De pires na mão
Eliane Cantanhêde
O primeiro-ministro chinês, Li
Keqiang, foi recebido em Brasília como o salvador da Pátria ou, pelo menos, o
salvador da lavoura. Exageros à parte, até porque muita coisa é requentada, o
fato é que os 35 acordos e a promessa de US$ 53,3 bilhões dos chineses chegam
numa boa hora, tanto para o Brasil quanto para a presidente Dilma Rousseff.
Com a economia empacada, crises para
todo lado, a Petrobrás manchando a imagem do País lá fora e os consulados
devendo até as contas de água e luz, o pacote oferecido por Keqiang vem bem a
calhar.
Mas, atenção: ele confirma também o enorme senso de oportunidade dos
chineses. Eles aproveitam a liquidação, compram na baixa. Estão comprando um
banco, encomendando 40 aviões da Embraer (com financiamento do BNDES),
investindo em petróleo, gás, infraestrutura e assinando dois acordos de US$ 70
bilhões com a combalida Petrobrás. Até a ferrovia ligando o Brasil ao Peru
voltou à pauta e aos sonhos, para escoar matérias-primas brasileiras para a
China e para o resto da Ásia, pelo Pacífico.

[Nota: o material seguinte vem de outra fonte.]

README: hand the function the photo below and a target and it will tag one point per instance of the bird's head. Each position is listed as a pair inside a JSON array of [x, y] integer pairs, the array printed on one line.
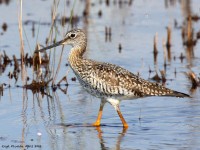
[[75, 37]]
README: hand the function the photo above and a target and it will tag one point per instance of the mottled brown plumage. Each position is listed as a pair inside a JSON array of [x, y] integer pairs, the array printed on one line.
[[109, 82]]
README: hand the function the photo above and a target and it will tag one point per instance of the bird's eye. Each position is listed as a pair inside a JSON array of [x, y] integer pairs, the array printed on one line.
[[72, 35]]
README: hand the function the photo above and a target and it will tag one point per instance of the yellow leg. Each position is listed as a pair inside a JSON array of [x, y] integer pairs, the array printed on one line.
[[115, 104], [125, 125], [98, 121]]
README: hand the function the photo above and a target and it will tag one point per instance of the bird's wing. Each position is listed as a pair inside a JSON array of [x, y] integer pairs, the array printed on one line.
[[115, 80]]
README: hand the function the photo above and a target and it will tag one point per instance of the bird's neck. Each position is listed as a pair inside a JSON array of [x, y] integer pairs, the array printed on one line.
[[76, 55]]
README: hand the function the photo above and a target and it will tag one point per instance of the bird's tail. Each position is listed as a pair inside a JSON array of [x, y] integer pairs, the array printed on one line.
[[179, 94]]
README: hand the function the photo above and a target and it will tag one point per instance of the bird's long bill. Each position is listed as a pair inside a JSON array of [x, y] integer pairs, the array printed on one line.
[[50, 46]]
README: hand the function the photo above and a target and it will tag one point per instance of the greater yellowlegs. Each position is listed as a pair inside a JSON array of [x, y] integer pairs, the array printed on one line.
[[109, 82]]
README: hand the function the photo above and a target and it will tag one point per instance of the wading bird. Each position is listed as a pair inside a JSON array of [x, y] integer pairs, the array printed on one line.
[[109, 82]]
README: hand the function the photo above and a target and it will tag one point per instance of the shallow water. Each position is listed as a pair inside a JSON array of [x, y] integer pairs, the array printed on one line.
[[61, 119]]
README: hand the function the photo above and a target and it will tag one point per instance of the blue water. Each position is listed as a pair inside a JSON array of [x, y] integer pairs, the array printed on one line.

Keqiang aproveitou para reconfirmar,
pela enésima vez, a liberação de carne bovina brasileira para a China. A
ministra da Agricultura, Kátia Abreu, era toda sorrisos ontem no almoço de
Dilma para o casal chinês, no Itamaraty, e não foi à toa que o cardápio foi
carne, carne e carne. Das boas.
Também o ministro de Minas e Energia,
Eduardo Braga, parecia bastante satisfeito – e antes mesmo de devorar a
primeira garfada, com mais de uma hora e meia de atraso. Entre tantos projetos
nas áreas de refino e distribuição, ele falava com especial interesse em dois:
pesquisa e produção de energia solar e eólica. “Os chineses estão investindo
pesadamente nisso. Eles pensam no futuro”, disse.
Também estavam lá o vice Michel
Temer, o chefe da Casa Civil, Aloizio Mercadante, e o onipresente Joaquim Levy,
que agora negocia não só com deputados e senadores como também com invasores da
Fazenda.
E compareceram a alta cúpula militar, os presidentes do BNDES, da
Embraer e da Embrapa e representantes da iniciativa privada, enquanto
governadores faziam fila: do Maranhão, de Pernambuco, do DF...
Nesses tempos de pindaíba e de
tesouradas no Orçamento, todos estão de olho num “negócio da China” e a
República não se fez de rogada: compareceu em peso. É assim que, com tantas más
notícias na política, na economia, na gestão, na polícia, Dilma conseguiu pelo
menos uma lufada de ar fresco. Lufada que vem justamente de fora, apesar de sua
relação desleixada com a política externa.
Silencioso, já no quinto mês de
governo, o chanceler Mauro Vieira parecia feliz com a casa cheia, enquanto seus
embaixadores cochichavam pelos cantos que o banquete de Li Keqiang deve ser o
mais importante deste ano, perdendo apenas para um que será a muitos
quilômetros de Brasília: o de Dilma e Barack Obama, junho, em Washington. Mas,
dificilmente, os americanos acenarão com tantas verdinhas quanto os chineses.
Agora, a pergunta que não quer calar
e que os diplomatas também repetiam nas rodinhas de conversa: afinal, a China,
tão estratégica, parceira tão próxima dos Brics, é aliada ou adversária, soma
ou divide, ajuda ou atrapalha? Ao mesmo tempo em que investe no Brasil, a China
também tira mercado. E não apenas do Brasil...
Independentemente disso, não dá para
ficar em elucubrações e alimentar desconfianças. É a China ou a China, que já é
o maior parceiro comercial do Brasil no mundo e que, além da soma de
interesses, cumpre o papel de atrair a atenção para o País e sinalizar que a
crise é braba, mas fazer negócios por aqui ainda vale a pena.
É torcer, ou rezar,
para que o mundo acredite.
Bala perdida. O embaixador Guilherme Patriota só foi
atingido na testa porque passou pelo plenário na hora do tiroteio contra Luiz
Fachin. Para salvar Fachin, mataram Patriota.